Honourable Senators, I recently had the pleasure of attending the 2013 Governor General’s Award in Commemoration of the Persons Case. This award pays tribute to a group of women from my home province of Alberta, who brought about the Persons Case, known collectively, as the Famous Five. These women truly exhibited the spirit for which Albertans are known: standing up for what is right and working tirelessly until the goal is accomplished.
Edmonton’s Emily Murphy, the first female magistrate in the British Empire, spent twelve years leading the charge to have women recognized as legal persons and who – because of her gender – was rejected 5 times for a Senate appointment!
Historically, a party of five was required to petition the government for a legal ruling, so Judge Emily Murphy brought the Famous Five together.

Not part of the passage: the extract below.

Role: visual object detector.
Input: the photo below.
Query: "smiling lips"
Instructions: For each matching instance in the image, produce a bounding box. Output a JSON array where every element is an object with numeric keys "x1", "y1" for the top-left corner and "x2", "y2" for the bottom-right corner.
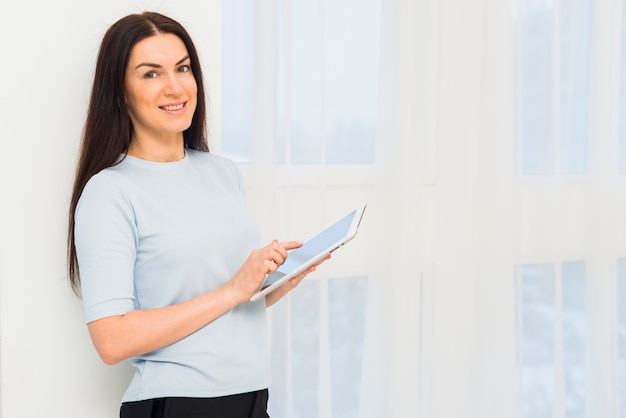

In 1917, Louise McKinney was not only the first woman to be elected to Alberta’s Legislature, she was the first woman elected in a legislature in the entire British Empire. She joined the movement for women to have the right to vote, and for property rights.
Nellie McClung was a Member of the Alberta Legislature who also fought for the right of women to vote in Canada. She used her sense of humour and talent for public speaking to rally people to support the Person’s Case.
Irene Parlby, also a member of the Alberta Legislature was the second female Cabinet Minister in the British Empire; and was a sitting MLA when she joined forces with the Famous Five, bringing with her the support of the province of Alberta. She was also the first woman to serve on the CBC’s Board of Governors.
Henrietta Muir Edwards was seventy-eight years old when she joined the struggle for women to legally be declared persons. She was also an artist, legal expert, and publisher and was instrumental in the establishment of the Victorian Order of Nurses in 1897.
When the Supreme Court ruled against them: the Famous Five appealed to the final court of appeal, the British Privy Council and won! The Privy Council declared “the British North America Act” planted in Canada a living tree capable of growth and expansion. Their Lordships concluded that the word “person” in Section 24 includes members of both sexes and that indeed; women are eligible to become members of the Senate of Canada.
On October 18, 1929, their hard work and perseverance led to the legal ruling that women were to be included in the definition of a person.
It is because of their commitment to equality that today, I and all women are able to become Senators and speak in this Chamber.
Let us never forget the sacrifices they made to build a more equal society and, like the present day recipients of the Governor General’s Award, continually strive to do the same.